Monday, November 12, 2007

Gem Gaze

Towering Tax Tycoons!

Tax savers have finally risen from their slumber! The hitherto microscopic corpus of the ELSS schemes, which are exclusive preserves of individual investors, have started burgeoning in the recent past and these towering tax tycoons have been the target of the tax conscious investing public in view of the scintillating performance turned out by them. Funds that have an impeccable five-year record (the sole exception being one-year old Fidelity Tax Saver) and have also managed to beat the broad market (S&P 500 index) would be the right choice for your portfolio.

Magnum Taxgain’s performance has propelled it into the number one slot in the ELSS category since 2004. This fund had a miserable past but has steered clear of it. Magnum Taxgain has also changed several fund managers since November 2005, but this has not affected its excellent performance. It is the largest ELSS fund with an asset size of Rs.1664 crore. In the recent past, the fund has kept its mid- and small-cap allocation in check and is now at 57.59 per cent. The fund fared quite well in the current market crash and not much of the portfolio has been revamped over the past few months.

An excellent performer, this fund has performed well during good times and displayed resilience during the bad times too. The fund has a limited corpus of 31 to 35 stocks. At one time, exposure to large-caps was huge and it dropped dramatically in 2004. Since then it has risen and it hovers in the 55 per cent range. It has 33 and 13 percent respectively in the mid-cap and small-cap segments. It is most heavily invested in the auto sector with 18.29% in auto stocks. Dancing to the tunes of the sectoral performances, it has re-entered the financial services sector which it exited sometime back while exposure to the automobile sector has declined.
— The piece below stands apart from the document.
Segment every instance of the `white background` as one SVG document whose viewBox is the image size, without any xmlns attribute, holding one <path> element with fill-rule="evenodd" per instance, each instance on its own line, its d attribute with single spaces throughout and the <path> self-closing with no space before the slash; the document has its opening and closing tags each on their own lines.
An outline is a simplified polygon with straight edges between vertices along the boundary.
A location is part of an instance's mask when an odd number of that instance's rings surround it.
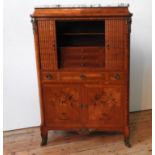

Birla Equity Plan has come a long way since inception to emerge as a category beating fund. It has displayed an uncanny ability to sense an opportunity at the right time. Barring 2004, the fund has had a good run since 2002. The ability to identify trends, make swift moves and go against the herd has paid off. Good stock picks have in fact become the USP of the fund. For instance picks such as Automobile Corporation of Goa have delivered significant returns for the fund at a time when the auto sector has been in the grip of bears. In fact, the fund has maintained its position in the automobile sector at a high of 13 per cent through the bear phase while the average category exposure to the sector has hovered around 7 per cent. In spite of such a churn, the volatility in returns is below average. The fund manager prefers to hold a small portfolio of around 35 stocks in which he invests with conviction. Moreover each of these holdings accounts for over 1 per cent of the portfolio. This in turn means that each stock has a significant impact on the fund's returns. The mid- and small-cap allocation is high at 64.64 per cent. Another refreshing difference in the portfolio is the lower than average allocation to the technology sector. Those of you who have a tech heavy portfolio and are looking for a tax-planning fund to balance such a discrepancy can definitely look at Birla Equity Plan.

Fidelity Tax Advantage

The fund, positioned as one with a ‘go anywhere’ approach, has no market cap bias, no sector bias and no trend bias. At the same time the fund also aims to be well-diversified for greater risk control.The results delivered thus far look encouraging. The fund has managed to keep up with its peers in every quarter since its inception in January 2006. If the true test for a fund lies in its performance in a falling market, then Fidelity Tax Advantage has passed with flying colours. This achievement has been owing to the fund’s preference for large cap companies coupled with its diversified portfolio inspite of it being a new entrant. Perhaps the only departure from the category norm is the fund’s 10.88 per cent exposure to the healthcare segment. If Fidelity Tax Advantage manages to keep up its impressive fund management, it will emerge as one of the star performers in the ELSS space.

Selecting a good tax saving fund at the beginning of the financial year and using the systematic investment route to spread out your exposures in these funds over several months is the best course of action to follow. Tax saving funds being equity-oriented funds, and fairly aggressive at that, SIP investments may be the best way to ride out the volatility that is an inherent part of their returns.